Compounding pharmacies can continue cashing in on the GLP-1 gold rush — for now. But the FDA could once again pull their products from the market. It all comes down to whether or not the agency keeps brand-name GLP-1s on the shortage list.
At the moment, the regulatory agency is reviewing a decision it rendered earlier this month to remove Eli Lilly’s diabetes blockbuster Mounjaro and its popular obesity medication Zepbound — both GLP-1 medications — from the national shortage list. The initial decision meant compounding pharmacies were no longer allowed to make their versions of Lilly’s drugs, which use the same active ingredient called tirzepatide and have become extremely popular in their own right due to lower prices and accessibility.
But now, after the Outsourcing Facilities Association sued the FDA, the agency has said these pharmacies can continue making the compounded versions while it weighs its next steps.
The back-and-forth marks an unusual situation for compounding pharmacies, according to David Rosen, partner and public policy lawyer at Foley & Lardner and a former FDA regulatory counsel. In particular, it’s not common to see legal challenges brought up against the FDA for its process around evaluating the drug shortage list, which is what OFA did through its lawsuit.
“I would call it unprecedented, in terms of looking at the challenge to the policies and procedures for removing a drug from the shortage list,” Rosen said.
The rise of the compounds
Compound GLP-1s played a starring role in the market scrum amid the shortage of brand-name medications, which include Novo Nordisk’s semaglutide meds Ozempic and Wegovy. An estimated two million Americans are taking compounded versions of either semaglutide or tirzepatide, according to KFF Health.
These versions are significantly cheaper, often running about $200 per month — compared to the list price of around $1,000 per month for brand-name versions — through online providers like Hims and Hers. And their popularity gained the attention of Lilly and Novo, which have both launched legal attacks in an attempt to slow down the flood of copycats. In addition, both companies have spent billions to boost their manufacturing prowess, including Novo’s $16.5 billion plan to acquire contract manufacturer Catalent. However, that deal has recently come under fire by the Federal Trade Commission, making Novo’s manufacturing build-up less clear.
Still, the compound market has grown persistently to new heights, with adjacent companies targeting the broader weight loss space in healthcare, as patient demand for GLP-1 medications continues to rise.
When the FDA announced on Oct. 2 the tirzepatide shortage was over, the decision put compounders on their heels.
The FDA stated its concerns over patients using compounded GLP-1s for weight loss earlier this year. Compounded drugs are not FDA approved, and the agency warned consumers about adverse events related to use of compounded GLP-1s, telling users to speak with their healthcare professionals and avoid the salt versions as well as counterfeit Ozempic.

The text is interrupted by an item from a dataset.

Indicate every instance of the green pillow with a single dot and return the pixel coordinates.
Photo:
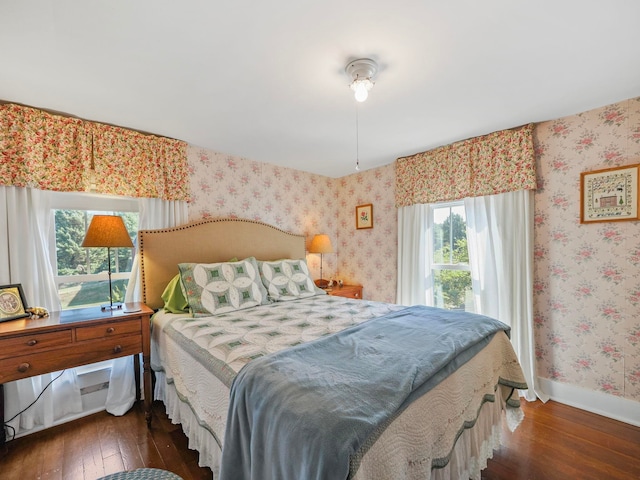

“That sort of sent a shockwave through the compounding pharmacy space,” said Bradley Wasser, special counsel with Duane Morris, a law firm that works with compounding pharmacies on regulations and compliance.
The surprise was partially due to the lack of a warning from the agency, Wasser said. And according to the OFA’s suit, the FDA’s sudden actions were unlawful.
“The FDA’s removal of tirzepatide from the shortage list without the due process of proper federal notice, at a time when they acknowledge that shortages still exist, is the definition of arbitrary and capricious,” Lee Rosebush, chairman of OFA, said in a statement Oct. 8.
FDA uncertainty
The OFA’s move prompted the FDA to agreed to let compounders continue making tirzepatide while it re-evaluates the shortage. Now, compounding pharmacies will wait until Nov. 21 for a status report from the agency.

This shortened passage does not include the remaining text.